Fonti: Pictet Asset Management, FMI World Economics Outlook, ottobre 2020 / Pictet Asset Management, BIS, ultimo aggiornamento dicembre 2020 in base ai dati del secondo trimestre 2020
Negli anni passati un crescente numero di gestori si è mosso per colmare la domanda da parte degli investitori verso questa asset class. La società di ricerca Cerulli Associates rileva che la raccolta netta degli operatori di risparmio gestito su questa asset class (attraverso fondi domiciliati in Europa) è cresciuta da 2,1 miliardi di euro nel 2019 a 6,2 miliardi del 2020, e le masse in gestione (asset under management, o aum) sono cresciuti dell’80% arrivando a toccare quota 18 miliardi di euro.
Le potenzialità per un’ulteriore espansione ci sono tutte. Nel 2021, “nonostante da inizio anno ad oggi i mercati dei titoli di stato a livello globale hanno assistito a un sell-off trainato da un forte aumento dei rendimenti statunitensi, i titoli di stato cinesi, invece, si sono mossi a malapena, in parte a causa di una divergenza nella traiettoria della ripresa economica cinese, in parte per via degli afflussi di capitali stranieri”, esaminano Michele Barlow, a capo della ricerca per l’area Apac, e Yichan Shu, senior investment strategist, entrambi per State Street Global Advisors.
“Rimane comunque un mercato difficile da approcciare per un investitore straniero”, osserva però Stephen Li Jen, Ceo di Eurizon SLJ Capital, che annovera fra i vantaggi di un investimento sul debito cinese attraverso uno strumento di risparmio gestito il fatto di poter controbilanciare gli altri asset che gli investitori in euro potrebbero avere nei loro portafogli. “[Su questa asset class] è particolarmente importante affidarsi a professionisti in grado di comprenderlo. Su queste premesse in Eurizon è stato creato Eurizon Fund – Bond Aggregate RMB, un comparto specializzato nell’investimento in obbligazioni denominate in renmimbi che è diventato in breve tempo uno dei più grandi fondi comuni specializzati su questa asset class al di fuori della Cina e che a fine febbraio 2021 ha acquisito le 5 stelle Morningstar”, spiega a FocusRisparmio.

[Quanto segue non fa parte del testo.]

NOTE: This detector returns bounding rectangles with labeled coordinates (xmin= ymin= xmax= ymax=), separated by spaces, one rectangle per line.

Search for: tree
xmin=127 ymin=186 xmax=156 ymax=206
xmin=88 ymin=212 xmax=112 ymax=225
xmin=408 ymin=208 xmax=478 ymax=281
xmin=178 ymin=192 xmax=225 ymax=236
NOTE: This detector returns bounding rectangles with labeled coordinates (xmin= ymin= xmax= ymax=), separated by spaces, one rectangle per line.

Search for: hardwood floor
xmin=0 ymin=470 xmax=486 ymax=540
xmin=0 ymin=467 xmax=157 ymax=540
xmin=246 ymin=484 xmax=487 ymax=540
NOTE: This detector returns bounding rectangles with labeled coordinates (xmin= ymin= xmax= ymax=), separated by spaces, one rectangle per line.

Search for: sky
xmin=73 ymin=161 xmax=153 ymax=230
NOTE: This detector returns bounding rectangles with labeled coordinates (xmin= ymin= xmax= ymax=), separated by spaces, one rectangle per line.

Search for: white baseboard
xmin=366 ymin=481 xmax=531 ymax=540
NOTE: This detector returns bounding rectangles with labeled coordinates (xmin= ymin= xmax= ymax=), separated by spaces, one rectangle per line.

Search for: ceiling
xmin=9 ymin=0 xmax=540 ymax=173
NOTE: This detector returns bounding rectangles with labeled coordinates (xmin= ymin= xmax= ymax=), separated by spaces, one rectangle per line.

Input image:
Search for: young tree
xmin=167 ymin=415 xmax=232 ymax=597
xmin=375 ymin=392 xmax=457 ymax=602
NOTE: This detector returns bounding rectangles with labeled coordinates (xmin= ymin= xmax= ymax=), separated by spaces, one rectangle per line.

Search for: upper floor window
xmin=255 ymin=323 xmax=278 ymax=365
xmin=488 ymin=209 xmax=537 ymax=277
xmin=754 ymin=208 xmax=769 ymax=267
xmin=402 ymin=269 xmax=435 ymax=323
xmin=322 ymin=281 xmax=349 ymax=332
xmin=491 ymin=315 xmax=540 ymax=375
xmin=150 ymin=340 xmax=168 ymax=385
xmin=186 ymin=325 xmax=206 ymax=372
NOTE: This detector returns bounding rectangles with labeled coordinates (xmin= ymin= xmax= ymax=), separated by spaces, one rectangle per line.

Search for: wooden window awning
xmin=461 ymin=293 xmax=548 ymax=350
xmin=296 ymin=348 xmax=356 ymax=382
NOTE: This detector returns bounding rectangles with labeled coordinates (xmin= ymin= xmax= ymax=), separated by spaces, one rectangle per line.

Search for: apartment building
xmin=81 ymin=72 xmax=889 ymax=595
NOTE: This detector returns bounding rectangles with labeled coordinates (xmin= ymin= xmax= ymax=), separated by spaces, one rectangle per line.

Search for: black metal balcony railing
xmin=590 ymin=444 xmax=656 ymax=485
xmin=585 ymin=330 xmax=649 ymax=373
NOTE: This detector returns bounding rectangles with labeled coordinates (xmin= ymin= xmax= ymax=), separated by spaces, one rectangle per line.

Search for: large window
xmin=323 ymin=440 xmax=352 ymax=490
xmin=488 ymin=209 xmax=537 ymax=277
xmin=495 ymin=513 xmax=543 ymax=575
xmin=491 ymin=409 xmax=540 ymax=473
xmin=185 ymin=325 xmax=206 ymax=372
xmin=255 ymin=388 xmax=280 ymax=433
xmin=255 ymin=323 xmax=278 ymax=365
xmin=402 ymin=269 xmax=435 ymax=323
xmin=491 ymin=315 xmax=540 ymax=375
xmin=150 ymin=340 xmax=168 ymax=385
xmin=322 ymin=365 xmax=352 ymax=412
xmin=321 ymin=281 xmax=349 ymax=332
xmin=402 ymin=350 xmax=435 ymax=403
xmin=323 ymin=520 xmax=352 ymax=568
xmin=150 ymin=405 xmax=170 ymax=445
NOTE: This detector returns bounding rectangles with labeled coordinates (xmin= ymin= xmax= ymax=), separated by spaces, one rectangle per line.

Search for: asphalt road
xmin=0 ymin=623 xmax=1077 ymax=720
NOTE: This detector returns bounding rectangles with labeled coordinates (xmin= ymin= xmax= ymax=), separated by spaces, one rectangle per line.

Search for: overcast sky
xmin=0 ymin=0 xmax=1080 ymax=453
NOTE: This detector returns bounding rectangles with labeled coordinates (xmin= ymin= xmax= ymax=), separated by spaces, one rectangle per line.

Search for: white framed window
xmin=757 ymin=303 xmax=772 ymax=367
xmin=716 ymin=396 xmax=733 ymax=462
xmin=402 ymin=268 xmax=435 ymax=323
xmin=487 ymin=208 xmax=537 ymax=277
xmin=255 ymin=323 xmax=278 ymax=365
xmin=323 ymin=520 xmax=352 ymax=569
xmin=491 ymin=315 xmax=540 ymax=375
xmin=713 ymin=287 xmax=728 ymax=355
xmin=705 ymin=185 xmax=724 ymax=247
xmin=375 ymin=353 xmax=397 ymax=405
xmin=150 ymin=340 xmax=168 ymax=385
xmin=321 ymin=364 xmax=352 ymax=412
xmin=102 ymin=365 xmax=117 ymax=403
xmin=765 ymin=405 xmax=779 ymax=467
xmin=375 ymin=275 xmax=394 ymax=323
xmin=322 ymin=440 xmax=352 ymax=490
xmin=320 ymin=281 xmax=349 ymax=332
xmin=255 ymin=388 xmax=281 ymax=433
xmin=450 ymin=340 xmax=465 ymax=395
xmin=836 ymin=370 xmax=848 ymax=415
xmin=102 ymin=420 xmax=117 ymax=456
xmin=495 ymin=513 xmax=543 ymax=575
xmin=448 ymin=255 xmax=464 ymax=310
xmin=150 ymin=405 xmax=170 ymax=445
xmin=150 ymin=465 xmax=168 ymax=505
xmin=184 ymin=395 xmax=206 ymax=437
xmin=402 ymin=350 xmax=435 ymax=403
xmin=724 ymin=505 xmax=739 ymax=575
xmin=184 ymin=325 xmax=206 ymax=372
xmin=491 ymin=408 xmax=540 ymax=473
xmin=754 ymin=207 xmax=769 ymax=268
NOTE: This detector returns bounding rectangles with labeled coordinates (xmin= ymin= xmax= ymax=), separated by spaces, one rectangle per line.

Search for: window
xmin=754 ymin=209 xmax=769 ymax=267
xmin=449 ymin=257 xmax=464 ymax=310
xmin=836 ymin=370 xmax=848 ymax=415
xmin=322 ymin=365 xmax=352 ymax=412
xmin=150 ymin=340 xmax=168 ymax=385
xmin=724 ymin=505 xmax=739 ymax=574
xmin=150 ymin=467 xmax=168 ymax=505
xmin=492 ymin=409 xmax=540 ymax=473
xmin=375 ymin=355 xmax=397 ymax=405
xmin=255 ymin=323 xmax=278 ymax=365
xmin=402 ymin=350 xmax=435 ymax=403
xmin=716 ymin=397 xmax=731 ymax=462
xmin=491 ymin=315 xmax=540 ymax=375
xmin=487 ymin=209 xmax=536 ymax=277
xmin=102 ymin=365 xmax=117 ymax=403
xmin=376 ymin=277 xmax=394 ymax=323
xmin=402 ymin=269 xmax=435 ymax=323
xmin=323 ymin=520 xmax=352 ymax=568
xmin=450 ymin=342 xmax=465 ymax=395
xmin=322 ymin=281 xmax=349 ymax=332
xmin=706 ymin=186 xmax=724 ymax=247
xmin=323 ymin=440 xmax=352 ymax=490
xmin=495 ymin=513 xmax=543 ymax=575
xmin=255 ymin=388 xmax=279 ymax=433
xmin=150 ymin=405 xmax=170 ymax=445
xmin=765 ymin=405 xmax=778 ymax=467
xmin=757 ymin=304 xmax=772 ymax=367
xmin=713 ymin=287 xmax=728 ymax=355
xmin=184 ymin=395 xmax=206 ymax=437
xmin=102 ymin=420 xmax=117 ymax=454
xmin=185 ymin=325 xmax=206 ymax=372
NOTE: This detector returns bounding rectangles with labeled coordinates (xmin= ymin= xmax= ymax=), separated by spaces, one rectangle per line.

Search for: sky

Durante il 2020 ci sono stati alcuni casi di default nelle imprese cinesi a controllo statale. L’impatto sul resto del mercato però non è stato così ampio. “Oggi l’obiettivo del governo centrale a Pechino è anche quello di imporre una maggiore disciplina agli emittenti corporate, per evitare che si ripeta quanto accaduto negli ultimi mesi del 2020, quando un’ondata di insolvenze ha avuto l’effetto a catena di rallentare i flussi provenienti dagli investitori”, chiosa Fabrizio Zumbo, capo della ricerca di Cerulli Associates.
“L’economia cinese è sulla buona strada per superare le economie dell’Ue e degli Usa anche in anticipo rispetto a quanto era stato previsto prima della pandemia – conclude Li Jen di Eurizon SLJ Capital –. La Cina continuerà a contare su riforme strutturali, non su stimoli monetari o fiscali, per spingere la sua crescita”.